Yeah, I did indeed base it on the American porcupine as I thought it looks more graceful. But now that I think about it, it might be easy to mistake it for a hedgehog (or an echidna). Maybe if I make the hind spines longer it will be more clear.
Besides that, the current version seems to be missing its tail, so fixing that would help. It sort of looks wrong without it, and definitely more hedgehog like-than it ought to.
and it was a LOT more difficult to find reference material with the right angle for birds and fish than for land animals.
Er, you should probably be getting references of these from enough angles to have a general understanding of their body forms. I wonder if this limited breadth of reference images is part of why the peacock turned out wonky.
I think sprites for creatures in a 3D environment being different if fine, but some of the positions are a bit weird on their own.
Particularly the sperm whale making a weird pose (do they ever move their cores that much? Can they, even? The only examples I can find that even kind of look like that are the result of severe foreshortening).
Also a bit weird that the barn owl is sprited in the midst of landing when everyone else is flying. Similarly weird that the vulture has its legs sticking down; not something they normally do in flight.
The two falcon-looking ones (I can't identify more specifically by species, but top left and second from the bottom, also left) look short round and goofy. I know a certain degree of "chibi" is inevitable given that it's quite a small size to attempt recognizable faces on, and that's consistent with most of the other animals (the loon is a notable exception in this batch) but I think you could make them look a lot better by trimming those two pixels of extra chub from their breast. Maybe even bring the more abaft of the two up by a second pixel, to avoid too much of a straight line and to be consistent with how high the tail is? I know it'll mess up the really clean rendering you've done of the facial markings, but I think the silhouette/form of the body is important enough to sacrifice that at this scale.

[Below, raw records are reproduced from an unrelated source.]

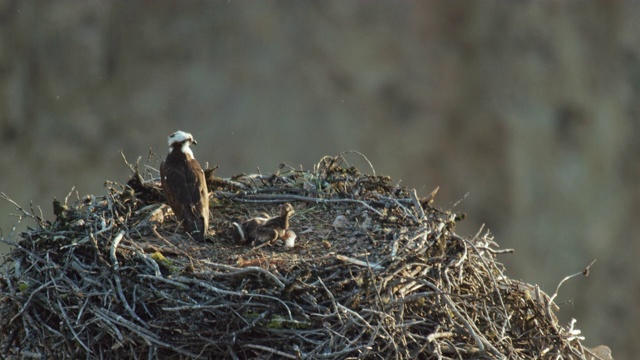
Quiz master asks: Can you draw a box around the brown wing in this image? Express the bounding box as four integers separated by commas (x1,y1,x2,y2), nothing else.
160,160,180,218
161,159,209,241
244,219,278,245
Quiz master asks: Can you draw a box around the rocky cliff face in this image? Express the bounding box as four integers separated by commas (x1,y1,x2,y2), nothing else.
0,1,636,357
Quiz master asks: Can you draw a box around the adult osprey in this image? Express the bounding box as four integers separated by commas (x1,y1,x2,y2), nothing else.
160,131,209,241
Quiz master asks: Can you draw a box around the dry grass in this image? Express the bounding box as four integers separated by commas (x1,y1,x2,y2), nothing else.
0,154,595,359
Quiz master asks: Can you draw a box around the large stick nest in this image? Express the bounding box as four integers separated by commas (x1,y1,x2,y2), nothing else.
0,154,596,359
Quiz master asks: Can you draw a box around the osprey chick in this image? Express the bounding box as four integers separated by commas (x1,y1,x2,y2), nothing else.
160,131,209,241
232,203,295,247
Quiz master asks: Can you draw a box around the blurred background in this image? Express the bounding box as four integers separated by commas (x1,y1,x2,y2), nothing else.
0,1,637,357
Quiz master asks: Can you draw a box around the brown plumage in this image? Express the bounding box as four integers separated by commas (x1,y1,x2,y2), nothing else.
233,203,294,245
160,131,209,241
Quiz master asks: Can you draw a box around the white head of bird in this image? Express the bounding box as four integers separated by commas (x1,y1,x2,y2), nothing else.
167,130,197,158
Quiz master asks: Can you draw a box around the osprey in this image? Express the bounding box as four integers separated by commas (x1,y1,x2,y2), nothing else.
232,203,296,247
160,131,209,241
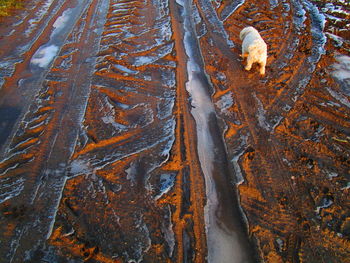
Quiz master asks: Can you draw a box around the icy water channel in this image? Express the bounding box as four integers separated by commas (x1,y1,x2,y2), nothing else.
177,0,256,262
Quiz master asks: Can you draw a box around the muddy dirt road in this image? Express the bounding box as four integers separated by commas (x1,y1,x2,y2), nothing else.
0,0,349,262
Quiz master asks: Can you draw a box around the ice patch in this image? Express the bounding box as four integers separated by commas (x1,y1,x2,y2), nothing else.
181,1,250,261
215,92,233,114
152,0,169,19
69,159,94,176
102,115,128,132
253,93,271,131
231,135,248,185
326,87,350,108
193,4,202,26
221,0,246,21
315,197,333,214
31,45,59,68
322,2,350,17
114,64,139,75
24,0,55,37
326,33,344,47
162,205,175,257
160,118,176,158
158,18,172,43
327,171,338,180
102,97,130,131
133,43,174,67
216,72,226,82
53,9,73,34
197,0,234,47
134,56,154,66
155,173,176,200
341,182,350,190
175,0,184,6
161,69,176,88
303,0,327,67
157,98,174,120
291,0,306,29
331,55,350,89
270,0,279,9
126,162,137,186
283,2,290,12
25,19,38,38
0,177,25,203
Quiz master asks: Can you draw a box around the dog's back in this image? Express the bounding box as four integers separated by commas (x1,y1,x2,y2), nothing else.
247,39,267,62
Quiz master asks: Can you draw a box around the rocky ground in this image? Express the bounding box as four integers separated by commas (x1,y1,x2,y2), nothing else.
0,0,349,262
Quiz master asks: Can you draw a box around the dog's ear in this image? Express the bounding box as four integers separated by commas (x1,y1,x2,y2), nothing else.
240,28,249,40
239,30,246,40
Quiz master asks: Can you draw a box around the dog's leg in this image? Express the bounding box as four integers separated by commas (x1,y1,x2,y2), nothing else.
260,62,266,75
259,59,266,75
245,56,253,71
260,66,265,75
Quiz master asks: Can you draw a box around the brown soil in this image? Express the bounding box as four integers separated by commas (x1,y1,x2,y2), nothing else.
0,0,349,262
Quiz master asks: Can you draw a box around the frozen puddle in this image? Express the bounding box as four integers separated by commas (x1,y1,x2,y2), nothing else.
178,0,253,262
30,4,82,69
52,8,73,34
31,45,59,68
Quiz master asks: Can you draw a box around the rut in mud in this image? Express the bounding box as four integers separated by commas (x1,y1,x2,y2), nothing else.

Also a couple things I'm not too clear about. Of the two that look more or less like vultures, why does one have its legs down? As far as I know, California condors do that, but also don't look like that. I wasn't able to come up with another species that does that in regular flight. So I'm curious what both of the two buzzard-looking fellows are meant to be.
Also the one below the bald eagle, the impression it gave me at first was like an osprey, but the facial markings are wrong and you've been pretty accurate on those for the others, as far as I see. I googled around other related taxa that might fit the body form but didn't see anything appropriate in doing so (or in a cursory google of kite types) so I guess it's just something I'm unfamiliar with.
You are very constrained (inb4 size comparisons[1]) and obviously I await the Premium++ animated versions with [variant motion types]
I don't think that's the sort of thing that will ever be a priority.
You don't [have an osprey] do you? Might not be the sub-species I'm most familiar with if you do. That's my excuse, anyway. Carry on!
I checked the four recognized subspecies, none of them match. The bald eagle is also a sea eagle though, and could prey upon the fish just the same as an osprey would.
That barracuda looks strange and too cartoonish, I thought, not knowing what a barracuda looked like IRL. What a wack animal! No complaints about it, nor the poses.
The impression is because of the angle. They look normal side-on. This one looks a bit more cartoonish because of the ridge Mike added on the back of the head, but aside from that it's accurate (if we assume that the blue color is based on the lighting it's assumed it'll have in its natural environment).